This study used ArcGIS 10.8 to reclassify the flood inundation area, selected 0.3 m as the water depth (the height of vehicle exhaust and the standard for waterlogged roads in some cities) as the classification threshold and overlaid the area with inundation depth beyond 0.3 m with the central city road network. The cleared inundated road network is the affected area. The existing road network was imported into the layers using the “Network Dataset” in ArcGIS 10.8 to construct the topological relationship of the traffic road network. Next, by using the “New Service Area” function of the Network Analyst tool, each medical institution and road with a water depth of more than 0.3 m were imported into the service area analysis as facilities and line barriers, thereby calculating the service area covered by the medical emergency facilities under normal and different recurrence period inundation scenarios. Since emergency vehicles are exempt from some traffic regulations when providing rescue services, the standard traffic rules were not considered in this study. The scope of services that medical institutions can cover within 5, 10 and 15 min under typical and different recurrence period inundation scenarios was thus obtained (the optimal emergency time is within 8–10 min).
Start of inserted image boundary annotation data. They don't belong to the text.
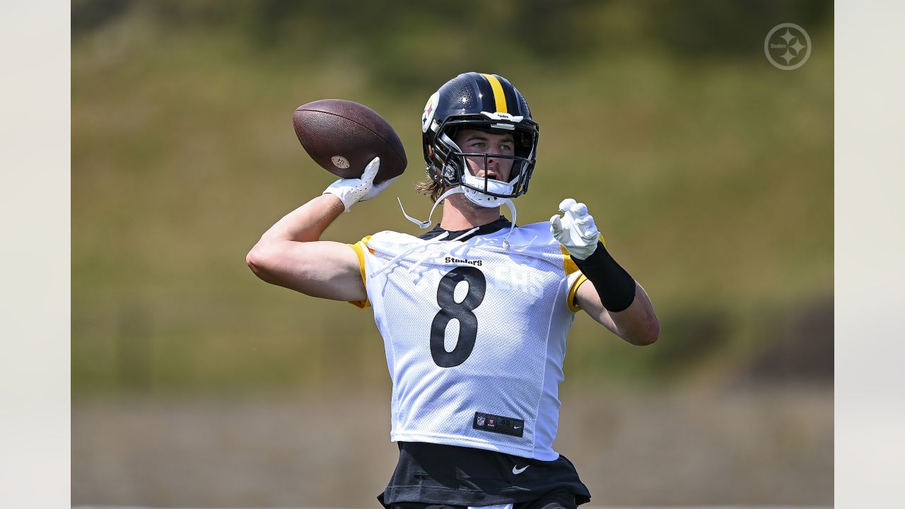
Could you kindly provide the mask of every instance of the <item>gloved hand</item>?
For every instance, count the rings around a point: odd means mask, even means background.
[[[550,232],[563,245],[573,258],[586,260],[597,248],[600,231],[594,224],[594,217],[587,213],[587,206],[566,198],[559,204],[563,216],[550,217]]]
[[[380,194],[380,191],[383,191],[395,182],[396,178],[399,178],[395,177],[375,185],[374,178],[376,177],[378,169],[380,169],[380,158],[374,158],[365,167],[365,173],[361,175],[361,178],[340,178],[330,184],[330,187],[327,187],[323,194],[329,193],[336,195],[339,198],[339,201],[346,206],[346,212],[348,212],[348,209],[353,205],[359,201],[376,197]]]

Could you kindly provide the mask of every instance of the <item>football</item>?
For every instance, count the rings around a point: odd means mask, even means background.
[[[374,182],[405,171],[405,149],[390,124],[370,108],[341,99],[323,99],[296,108],[295,134],[308,155],[343,178],[357,178],[374,158],[380,169]]]

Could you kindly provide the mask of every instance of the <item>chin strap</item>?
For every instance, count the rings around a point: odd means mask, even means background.
[[[465,192],[465,190],[463,188],[462,188],[462,187],[452,187],[452,189],[448,189],[445,193],[440,195],[440,197],[438,197],[437,201],[434,202],[433,206],[431,207],[431,213],[427,215],[427,220],[426,221],[419,221],[419,220],[415,219],[414,217],[412,217],[408,214],[405,214],[405,207],[404,207],[402,206],[402,199],[399,198],[399,197],[396,197],[396,201],[399,202],[399,208],[402,209],[402,215],[405,216],[405,218],[408,219],[409,221],[411,221],[411,222],[414,223],[415,225],[417,225],[419,228],[424,229],[424,228],[429,228],[431,226],[431,225],[432,225],[431,217],[433,216],[433,211],[437,209],[437,206],[438,205],[440,205],[441,203],[443,203],[443,201],[444,199],[446,199],[448,197],[451,197],[451,196],[456,195],[456,194],[460,194],[460,193],[464,193],[464,192]],[[465,195],[465,197],[468,197],[468,195]],[[506,236],[503,237],[503,245],[505,245],[507,248],[509,248],[510,247],[509,236],[510,235],[512,235],[512,231],[515,230],[515,222],[516,222],[516,218],[518,217],[518,216],[517,216],[516,210],[515,210],[515,204],[512,203],[511,199],[510,199],[510,198],[502,198],[502,199],[500,200],[500,202],[501,205],[505,205],[506,207],[509,208],[510,214],[512,215],[512,225],[510,226],[509,233],[507,233]],[[481,205],[481,204],[478,204],[478,205]],[[471,233],[472,232],[469,232],[469,234],[471,234]],[[468,235],[468,234],[466,234],[466,235]],[[464,235],[462,235],[462,236],[464,236]],[[458,239],[455,239],[455,240],[458,240]],[[529,243],[529,245],[530,245],[530,243]]]
[[[443,201],[446,199],[447,197],[462,192],[464,192],[464,190],[462,187],[452,187],[452,189],[448,189],[445,193],[440,195],[440,197],[437,198],[437,201],[433,203],[433,206],[431,207],[431,213],[427,215],[427,221],[418,221],[414,217],[412,217],[408,214],[405,214],[405,207],[402,206],[402,199],[399,197],[396,197],[396,200],[399,202],[399,208],[402,209],[402,215],[405,216],[405,218],[408,219],[409,221],[417,225],[419,228],[424,229],[431,227],[431,217],[433,216],[433,211],[437,209],[438,205],[443,203]]]

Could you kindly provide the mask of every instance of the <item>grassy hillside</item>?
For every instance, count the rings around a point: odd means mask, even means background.
[[[655,26],[633,24],[631,5],[567,12],[583,38],[549,54],[487,27],[481,43],[455,46],[474,32],[446,32],[443,43],[414,11],[398,22],[410,30],[373,38],[313,11],[271,34],[188,7],[179,23],[133,9],[75,31],[73,392],[383,379],[369,312],[267,285],[244,255],[332,180],[291,128],[293,110],[321,98],[379,111],[410,161],[395,189],[326,237],[414,232],[395,197],[410,214],[429,209],[412,190],[422,108],[469,70],[510,78],[541,125],[519,222],[546,220],[566,197],[585,201],[661,316],[661,342],[645,350],[579,318],[569,376],[700,373],[713,356],[724,370],[743,364],[784,317],[832,298],[832,32],[809,27],[810,61],[781,72],[762,50],[776,22],[734,53],[676,53],[679,43],[648,37]]]

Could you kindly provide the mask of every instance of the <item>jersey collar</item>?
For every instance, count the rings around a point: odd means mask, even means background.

2.3.4. Emergency Shortest Path

The critical indicators for measuring the emergency rescue capability of urban public services to disasters are mainly spatial accessibility and its service scope based on road network analysis [43]. Therefore, this study uses the “New Closest Facility” for GIS network analysis. In the normal scenario, the shortest path exists from the medical institutions to the stadium. However, in the flooding scenario, some medical institutions lose their emergency response capacity, resulting in the need for more distant emergency points to assist at stadiums. In addition, the road is impassable when the water depth exceeds the warning line for vehicles, and emergency vehicles have to take a detour to the site of the incident. Both situations can lead to delays in response times. In the flooding scenario, vehicles cannot pass safely, and parts of the road network are closed when water reaches 0.25–0.35 m (the height of vehicle exhaust and the standard for waterlogged roads in some cities). It causes rescue vehicles to be inaccessible or require detours delaying rescue times. Thus, a road network with a water depth of below 0.3 m was used as the base road to simulate and calculate the shortest path from the urban public medical institutions to the location of each stadium. With Reference to the “Code for Transport Planning on Urban Road (GB50220-95)”, combined with the difference in the urban vehicle travel speed during daytimes, evenings, peak hours and weekends, the vehicle speed was set to the maximum speed limit in the S1, S2, S3 scenarios (Table 1), respectively, to include all potential urban vehicle travel conditions and to find the shortest path from medical institutions to stadiums for emergency rescue under normal and different degrees of flooding scenario, respectively.

3. Result Analysis

3.1. Flood Inundation and Exposure Analysis

According to the simulation results of inundation of stadiums in downtown Shanghai under the flood scenario (Figure 3), 8, 12, and 16 stadiums are inundated in 2010, 2030 and 2050 under the once-in-a-century flooding disasters, respectively. There are eight stadiums with inundation depths of more than 0.3 m in all three years, namely Shanghai Rowing Club (Long Wu Road Branch), Fei Meng Sports Park (Qian Tan Branch), DYNAMIX ACT, Shanghai Wei Ran Youth Sports Club, Shanghai Civil Aviation College Gymnasium, Expo Huangpu Sports Park, Huangpu District Workers’ Gymnasium and Mercedes-Benz Arena. 17, 17 and 22 stadiums being flooded in 2010, 2030 and 2050 in the once-in-a-millennium flooding disasters, respectively, with 10, 13 and 14 stadiums inundated to a depth of more than 0.3 m respectively. In 2010, the stadiums with an inundation depth of more than 0.3 m are Shanghai Rowing Club (Long Wu Road Branch), Fei Meng Sports Park (Qian Tan Branch), DYNAMIX ACT, Shanghai Wei Ran Youth Sports Club, Shanghai Civil Aviation College Gymnasium, Expo Huangpu Sports Park, Huangpu District Workers’ Gymnasium, Mercedes-Benz Arena, WEDER-TERA City Sports Hall, Shanghai Huangpu Gymnasium. The year 2030 adds the Shanghai Jiushi International Equestrian Centre, Shanghai Wusong Middle School Gymnasium and Shanghai Pudong Swimming Pool to the year 2010, while the year 2050 adds the Qiujiang Dock Road Football Stadium to the year 2030.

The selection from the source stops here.